Letractively / harvestman-crawler

Automatically exported from code.google.com/p/harvestman-crawler
0 stars 0 forks source link

Error crawling url's containing non latin-1 characters: reported containing fatal errors #21

Closed GoogleCodeExporter closed 9 years ago

GoogleCodeExporter commented 9 years ago
What steps will reproduce the problem?
1. svn up
2. install harvestman
3. run: "harvestman -C config.xml"

What is the expected output? What do you see instead?

Expected: all links should be parsed.

Actual: urls containing non Latin-1 characters are reported as "broken links":

[21:45:44] HarvestMan mirror oprea completed in 59.18 seconds.
[21:45:44] 300 links scanned in 1 server .
[21:45:44] 167 files written.
[21:45:44] 18 links had fatal errors and failed to download.
[21:45:44] 12693119  bytes received at the rate of 214.483 KB/sec .

What version of the product are you using? On what operating system?

version 83, Ubuntu 8.04, x86_64

Please provide any additional information below.

The links are not reported to be broken if I use a separate python file
where I state at the begining:

reload(sys)
sys.setdefaultencoding("utf8")

The file is a modified version of the htmlcrawler.py from apps/samples

I suggest using "utf-8" as the default encoding for the entire crawler to
address all the problems at once.

Original issue reported on code.google.com by andrei.p...@gmail.com on 22 Jul 2008 at 6:49

GoogleCodeExporter commented 9 years ago
Forgot to attach the config.xml file. Check attachment. 

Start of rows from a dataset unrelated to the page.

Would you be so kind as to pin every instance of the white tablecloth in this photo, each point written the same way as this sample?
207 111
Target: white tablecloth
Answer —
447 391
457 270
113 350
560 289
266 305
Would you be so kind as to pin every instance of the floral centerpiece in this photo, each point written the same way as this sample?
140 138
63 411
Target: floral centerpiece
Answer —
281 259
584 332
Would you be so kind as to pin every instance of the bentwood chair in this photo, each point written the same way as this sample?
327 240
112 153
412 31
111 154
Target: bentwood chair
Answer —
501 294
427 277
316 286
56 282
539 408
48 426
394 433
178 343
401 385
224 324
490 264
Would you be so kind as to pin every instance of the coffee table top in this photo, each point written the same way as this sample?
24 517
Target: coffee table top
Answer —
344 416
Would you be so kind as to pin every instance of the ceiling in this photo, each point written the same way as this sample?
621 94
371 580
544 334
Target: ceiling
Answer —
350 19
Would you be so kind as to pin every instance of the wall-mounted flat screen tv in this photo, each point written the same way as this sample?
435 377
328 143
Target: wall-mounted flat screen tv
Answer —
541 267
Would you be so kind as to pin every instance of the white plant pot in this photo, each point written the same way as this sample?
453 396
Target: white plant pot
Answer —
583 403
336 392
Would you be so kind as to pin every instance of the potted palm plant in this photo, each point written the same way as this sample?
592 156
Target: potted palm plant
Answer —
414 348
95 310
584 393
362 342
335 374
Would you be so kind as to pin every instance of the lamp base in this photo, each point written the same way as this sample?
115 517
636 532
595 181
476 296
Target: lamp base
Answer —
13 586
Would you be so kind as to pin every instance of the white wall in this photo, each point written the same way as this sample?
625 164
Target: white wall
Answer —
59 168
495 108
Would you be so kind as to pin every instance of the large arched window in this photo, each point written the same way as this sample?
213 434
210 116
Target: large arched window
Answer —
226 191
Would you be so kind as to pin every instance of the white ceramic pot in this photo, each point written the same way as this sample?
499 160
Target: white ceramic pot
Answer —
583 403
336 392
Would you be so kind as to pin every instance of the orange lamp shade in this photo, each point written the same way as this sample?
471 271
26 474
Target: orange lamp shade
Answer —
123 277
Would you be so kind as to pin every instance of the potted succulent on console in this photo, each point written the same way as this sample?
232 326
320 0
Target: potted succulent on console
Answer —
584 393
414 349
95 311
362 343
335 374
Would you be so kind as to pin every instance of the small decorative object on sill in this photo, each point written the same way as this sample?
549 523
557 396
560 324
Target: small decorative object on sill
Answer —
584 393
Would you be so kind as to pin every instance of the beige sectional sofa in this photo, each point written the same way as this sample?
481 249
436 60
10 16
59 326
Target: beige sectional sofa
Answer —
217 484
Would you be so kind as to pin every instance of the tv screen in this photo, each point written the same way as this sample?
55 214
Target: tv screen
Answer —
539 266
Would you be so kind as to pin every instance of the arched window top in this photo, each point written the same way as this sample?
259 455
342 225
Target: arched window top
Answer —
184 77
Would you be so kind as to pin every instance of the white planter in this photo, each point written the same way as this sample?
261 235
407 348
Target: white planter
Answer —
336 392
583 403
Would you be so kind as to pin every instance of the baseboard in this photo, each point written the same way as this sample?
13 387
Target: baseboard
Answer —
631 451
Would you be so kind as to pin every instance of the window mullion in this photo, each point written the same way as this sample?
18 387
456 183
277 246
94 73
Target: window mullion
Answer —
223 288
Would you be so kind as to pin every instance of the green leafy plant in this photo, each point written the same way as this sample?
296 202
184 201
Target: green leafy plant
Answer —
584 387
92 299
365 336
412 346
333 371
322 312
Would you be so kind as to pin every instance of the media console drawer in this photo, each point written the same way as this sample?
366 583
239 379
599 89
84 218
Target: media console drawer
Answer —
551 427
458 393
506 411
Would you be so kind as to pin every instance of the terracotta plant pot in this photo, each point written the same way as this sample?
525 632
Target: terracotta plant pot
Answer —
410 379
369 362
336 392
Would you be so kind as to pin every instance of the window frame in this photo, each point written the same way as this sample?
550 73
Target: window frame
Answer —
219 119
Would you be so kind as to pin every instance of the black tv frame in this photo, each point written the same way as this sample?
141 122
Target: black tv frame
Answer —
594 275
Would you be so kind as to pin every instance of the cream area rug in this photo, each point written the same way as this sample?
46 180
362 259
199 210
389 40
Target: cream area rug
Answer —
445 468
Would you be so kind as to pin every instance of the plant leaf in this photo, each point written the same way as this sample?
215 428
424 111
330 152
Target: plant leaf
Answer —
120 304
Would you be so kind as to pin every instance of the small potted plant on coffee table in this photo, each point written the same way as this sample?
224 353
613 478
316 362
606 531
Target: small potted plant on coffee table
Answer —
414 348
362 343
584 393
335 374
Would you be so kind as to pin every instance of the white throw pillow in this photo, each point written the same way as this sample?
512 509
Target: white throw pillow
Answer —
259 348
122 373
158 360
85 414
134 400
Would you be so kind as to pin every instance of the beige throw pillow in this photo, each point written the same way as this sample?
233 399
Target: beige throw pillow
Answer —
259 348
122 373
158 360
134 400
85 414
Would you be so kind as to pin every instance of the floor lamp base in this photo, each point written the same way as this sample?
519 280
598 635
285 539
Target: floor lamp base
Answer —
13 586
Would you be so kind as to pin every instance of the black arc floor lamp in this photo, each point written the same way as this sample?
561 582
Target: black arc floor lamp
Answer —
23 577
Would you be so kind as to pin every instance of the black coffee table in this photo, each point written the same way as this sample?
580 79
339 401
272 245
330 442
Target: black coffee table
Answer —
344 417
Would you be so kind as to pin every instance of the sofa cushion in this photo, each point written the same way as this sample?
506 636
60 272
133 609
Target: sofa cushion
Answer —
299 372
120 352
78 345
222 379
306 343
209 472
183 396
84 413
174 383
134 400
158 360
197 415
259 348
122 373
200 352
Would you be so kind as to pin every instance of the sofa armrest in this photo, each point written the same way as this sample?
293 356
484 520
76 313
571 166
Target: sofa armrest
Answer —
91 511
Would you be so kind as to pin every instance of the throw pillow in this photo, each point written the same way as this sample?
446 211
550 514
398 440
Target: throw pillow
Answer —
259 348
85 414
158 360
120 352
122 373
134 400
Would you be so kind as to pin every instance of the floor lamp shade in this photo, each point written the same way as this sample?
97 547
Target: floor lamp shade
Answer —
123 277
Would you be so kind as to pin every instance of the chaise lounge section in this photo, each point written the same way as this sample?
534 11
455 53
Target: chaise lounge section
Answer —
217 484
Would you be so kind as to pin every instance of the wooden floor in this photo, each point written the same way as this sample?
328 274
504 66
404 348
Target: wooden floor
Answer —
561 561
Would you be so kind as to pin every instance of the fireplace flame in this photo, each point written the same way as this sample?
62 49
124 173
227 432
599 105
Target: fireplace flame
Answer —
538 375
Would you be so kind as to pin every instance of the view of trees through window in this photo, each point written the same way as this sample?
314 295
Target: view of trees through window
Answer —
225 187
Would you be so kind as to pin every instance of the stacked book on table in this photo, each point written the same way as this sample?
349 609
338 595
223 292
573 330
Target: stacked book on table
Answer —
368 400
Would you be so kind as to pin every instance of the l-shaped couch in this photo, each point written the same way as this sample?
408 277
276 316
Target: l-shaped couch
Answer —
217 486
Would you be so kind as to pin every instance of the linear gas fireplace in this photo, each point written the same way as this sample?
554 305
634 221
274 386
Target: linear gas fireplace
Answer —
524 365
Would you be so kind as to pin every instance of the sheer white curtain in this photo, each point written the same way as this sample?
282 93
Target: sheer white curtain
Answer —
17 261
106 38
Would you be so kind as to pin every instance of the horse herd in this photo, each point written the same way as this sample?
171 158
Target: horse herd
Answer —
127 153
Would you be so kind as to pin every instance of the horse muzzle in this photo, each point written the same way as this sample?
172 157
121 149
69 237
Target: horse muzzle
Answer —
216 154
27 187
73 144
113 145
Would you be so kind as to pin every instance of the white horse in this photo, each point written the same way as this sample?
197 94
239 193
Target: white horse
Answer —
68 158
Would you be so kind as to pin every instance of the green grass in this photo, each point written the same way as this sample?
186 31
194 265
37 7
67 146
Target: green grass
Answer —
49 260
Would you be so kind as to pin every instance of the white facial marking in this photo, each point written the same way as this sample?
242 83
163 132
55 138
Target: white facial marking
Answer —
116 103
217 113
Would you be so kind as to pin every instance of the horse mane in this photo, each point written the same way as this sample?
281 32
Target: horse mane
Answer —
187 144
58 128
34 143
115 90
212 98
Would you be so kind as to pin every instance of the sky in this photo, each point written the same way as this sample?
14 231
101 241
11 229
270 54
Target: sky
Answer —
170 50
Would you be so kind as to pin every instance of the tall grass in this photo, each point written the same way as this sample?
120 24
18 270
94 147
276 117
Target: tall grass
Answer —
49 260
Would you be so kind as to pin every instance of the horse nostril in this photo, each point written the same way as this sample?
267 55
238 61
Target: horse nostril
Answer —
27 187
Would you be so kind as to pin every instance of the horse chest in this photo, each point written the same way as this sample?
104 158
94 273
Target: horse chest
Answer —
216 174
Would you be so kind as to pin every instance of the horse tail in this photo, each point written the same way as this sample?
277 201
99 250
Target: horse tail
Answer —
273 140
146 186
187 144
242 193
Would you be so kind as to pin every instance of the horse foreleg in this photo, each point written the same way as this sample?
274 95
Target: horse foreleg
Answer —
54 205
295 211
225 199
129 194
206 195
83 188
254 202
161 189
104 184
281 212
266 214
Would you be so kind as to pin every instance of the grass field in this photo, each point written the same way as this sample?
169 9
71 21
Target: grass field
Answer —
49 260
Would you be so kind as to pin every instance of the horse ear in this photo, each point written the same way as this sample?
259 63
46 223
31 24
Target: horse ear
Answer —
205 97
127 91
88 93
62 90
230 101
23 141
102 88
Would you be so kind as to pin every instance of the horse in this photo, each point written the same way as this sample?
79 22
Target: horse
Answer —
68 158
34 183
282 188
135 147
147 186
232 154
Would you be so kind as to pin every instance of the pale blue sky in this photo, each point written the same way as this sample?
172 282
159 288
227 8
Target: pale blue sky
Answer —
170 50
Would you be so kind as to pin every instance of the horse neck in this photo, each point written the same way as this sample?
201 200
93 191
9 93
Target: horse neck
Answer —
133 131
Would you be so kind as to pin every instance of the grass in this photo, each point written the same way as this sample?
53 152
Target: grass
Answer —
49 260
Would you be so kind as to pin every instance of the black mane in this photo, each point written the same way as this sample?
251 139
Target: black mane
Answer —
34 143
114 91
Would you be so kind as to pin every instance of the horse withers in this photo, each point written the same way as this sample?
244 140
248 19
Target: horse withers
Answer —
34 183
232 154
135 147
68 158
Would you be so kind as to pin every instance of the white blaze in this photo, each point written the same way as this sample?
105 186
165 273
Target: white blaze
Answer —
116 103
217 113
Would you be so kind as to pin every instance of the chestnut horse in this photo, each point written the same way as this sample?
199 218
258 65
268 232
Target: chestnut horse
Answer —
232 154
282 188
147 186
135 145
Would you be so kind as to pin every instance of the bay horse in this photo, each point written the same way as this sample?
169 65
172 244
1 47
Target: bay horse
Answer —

Original comment by andrei.p...@gmail.com on 22 Jul 2008 at 6:51

Attachments:

GoogleCodeExporter commented 9 years ago

Original comment by abpil...@gmail.com on 6 Oct 2008 at 11:25

GoogleCodeExporter commented 9 years ago
Which website is causing the problem. Could you provide a sample url that is 
causing
it to be marked as broken?
Thanks,
Lucas

Original comment by szybal...@gmail.com on 7 Oct 2008 at 2:36

GoogleCodeExporter commented 9 years ago
This is fixed in revision 146. I have added the following lines in config.py in
<set_system_params> function.

reload(sys)
sys.setdefaultencoding('utf8')

The config file for this issue has been added as 
havestman/bugs/config-issue21.xml .

Apparently the site module removes the "setdefaultencoding" attribute from "sys"
after Python starts, so it becomes necessary to reload it to call the function.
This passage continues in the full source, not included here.